Leur nouvelle expérience a complètement manqué ice-VI et ice-VII. Au lieu de cela, l'équipe a simplement brisé l'eau entre les enclumes de diamant avec des tirs laser. Des milliards de secondes plus tard, alors que les ondes de choc pénétraient et que l'eau commençait à se cristalliser en glaçons nanométriques, les scientifiques ont ajouté 16 faisceaux laser supplémentaires pour vaporiser un mince morceau de fer à côté de l'échantillon. Le plasma résultant a inondé l'eau de cristallisation de rayons X, qui ont ensuite diffracté des cristaux de glace et ont permis à l'équipe de distinguer leur structure.
Les atomes dans l'eau se sont réarrangés dans l'architecture prévue depuis longtemps mais jamais vue auparavant, ice-XVIII: un réseau cubique avec des atomes d'oxygène à chaque coin et au centre de chaque face.
Et ce genre de validation croisée réussie des simulations et de la glace superionique réelle suggère que le «rêve» ultime des chercheurs en physique des matériaux pourrait bientôt être réalisé. «Vous me dites de quelles propriétés matérielles vous avez besoin, nous allons à un ordinateur et nous déterminons théoriquement de quel matériau et de quelle structure cristalline vous avez besoin», explique Raymond Janlose, scientifique à l’Université de Californie à Berkeley.
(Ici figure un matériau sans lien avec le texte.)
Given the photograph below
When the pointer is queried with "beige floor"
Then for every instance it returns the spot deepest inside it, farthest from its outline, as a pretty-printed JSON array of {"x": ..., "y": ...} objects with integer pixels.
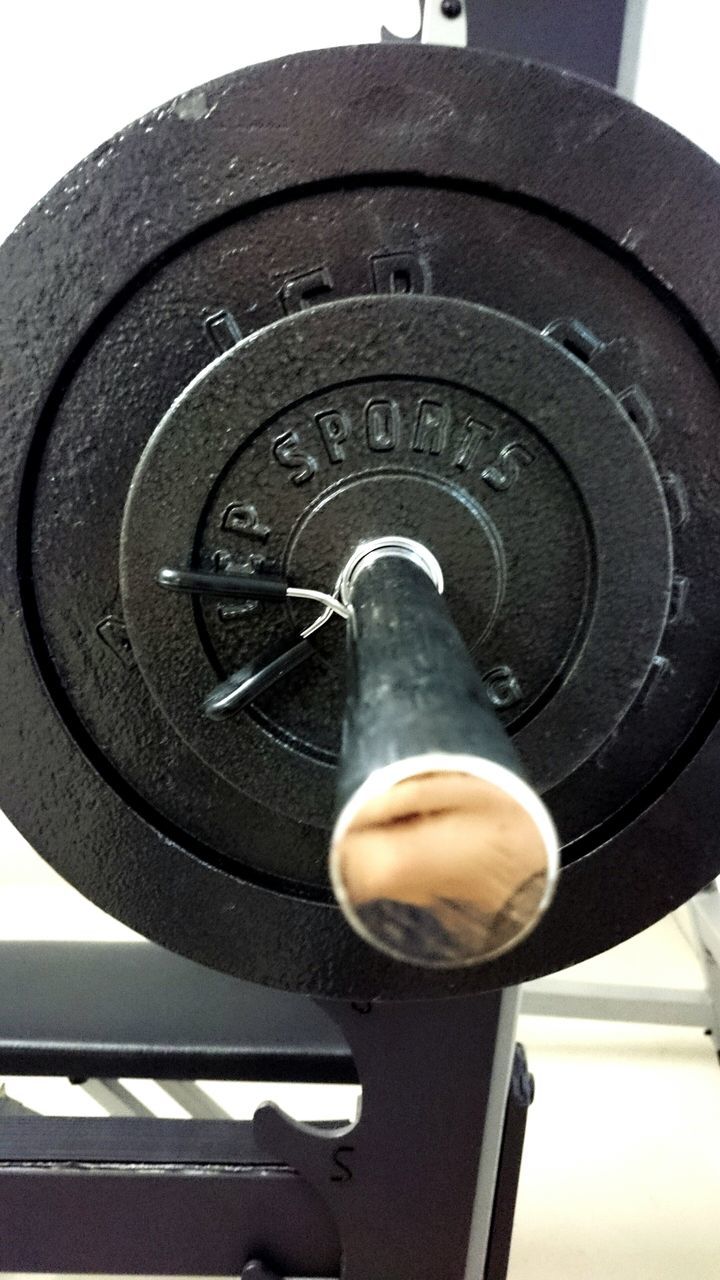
[{"x": 621, "y": 1168}]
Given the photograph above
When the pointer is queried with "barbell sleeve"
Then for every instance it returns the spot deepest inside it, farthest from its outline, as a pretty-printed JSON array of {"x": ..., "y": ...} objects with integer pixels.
[{"x": 442, "y": 854}]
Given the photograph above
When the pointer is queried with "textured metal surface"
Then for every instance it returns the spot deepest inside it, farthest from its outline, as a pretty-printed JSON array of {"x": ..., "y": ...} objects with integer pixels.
[{"x": 333, "y": 174}]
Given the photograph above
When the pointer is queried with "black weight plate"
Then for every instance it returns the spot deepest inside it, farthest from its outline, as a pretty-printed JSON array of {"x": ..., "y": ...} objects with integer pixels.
[
  {"x": 331, "y": 174},
  {"x": 282, "y": 421}
]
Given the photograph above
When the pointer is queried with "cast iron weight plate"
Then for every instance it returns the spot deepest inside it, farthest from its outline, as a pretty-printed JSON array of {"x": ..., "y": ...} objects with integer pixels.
[{"x": 332, "y": 174}]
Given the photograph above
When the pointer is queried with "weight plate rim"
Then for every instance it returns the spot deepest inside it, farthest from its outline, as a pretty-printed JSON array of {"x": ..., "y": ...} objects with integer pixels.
[{"x": 40, "y": 352}]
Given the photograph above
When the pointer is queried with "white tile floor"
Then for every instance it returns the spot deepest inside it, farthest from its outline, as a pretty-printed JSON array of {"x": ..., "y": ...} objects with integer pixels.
[{"x": 621, "y": 1168}]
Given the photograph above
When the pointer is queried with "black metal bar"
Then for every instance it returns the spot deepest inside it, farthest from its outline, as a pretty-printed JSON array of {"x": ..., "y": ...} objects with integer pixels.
[
  {"x": 413, "y": 688},
  {"x": 136, "y": 1010},
  {"x": 144, "y": 1220},
  {"x": 522, "y": 1093},
  {"x": 260, "y": 673}
]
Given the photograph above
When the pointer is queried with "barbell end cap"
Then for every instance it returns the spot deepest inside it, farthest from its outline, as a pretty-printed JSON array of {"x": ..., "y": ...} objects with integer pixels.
[{"x": 443, "y": 860}]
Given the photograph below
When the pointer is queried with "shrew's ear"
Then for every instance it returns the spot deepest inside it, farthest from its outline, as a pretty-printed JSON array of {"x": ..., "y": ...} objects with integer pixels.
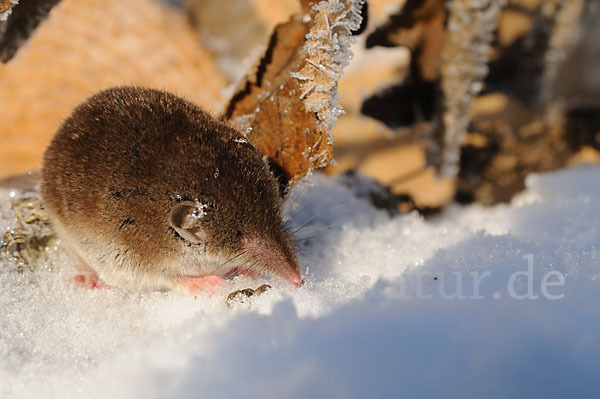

La nouvelle analyse suggère également que si la glace superionique conduit un peu d'électricité, elle est lâche mais solide. Il se répandra progressivement, mais ne coulera pas. Ainsi, les couches liquides à l'intérieur d'Uranus et de Neptune peuvent s'arrêter à environ 8000 kilomètres à l'intérieur des terres, où un énorme manteau de glace superionique instable commencera. Cela limite la plupart des actions de dynamo à des profondeurs moins profondes, étant donné les champs inhabituels des planètes.
D'autres planètes et lunes du système solaire n'ont probablement pas les températures et les pressions internes qui permettraient à la glace superionique d'exister. Mais la multitude d'exoplanètes de la taille des géantes de glace suggère que cette substance - la glace superionique - sera distribuée dans les mondes de glace à travers la galaxie.
Bien sûr, aucune planète ne contiendra de l'eau seule. Les géants de glace de notre système solaire sont également mélangés avec du méthane et de l'ammoniac. La mesure dans laquelle le comportement superionique trouve réellement sa place dans la nature "dépendra de l'existence ou non de ces phases lorsque nous mélangeons l'eau avec d'autres matériaux", disent les scientifiques. Cependant, l'ammoniac superionique doit également exister.
Les expériences continuent. Pensez-vous que nous découvrirons un jour ce qui est au centre des plus grands corps de notre système solaire?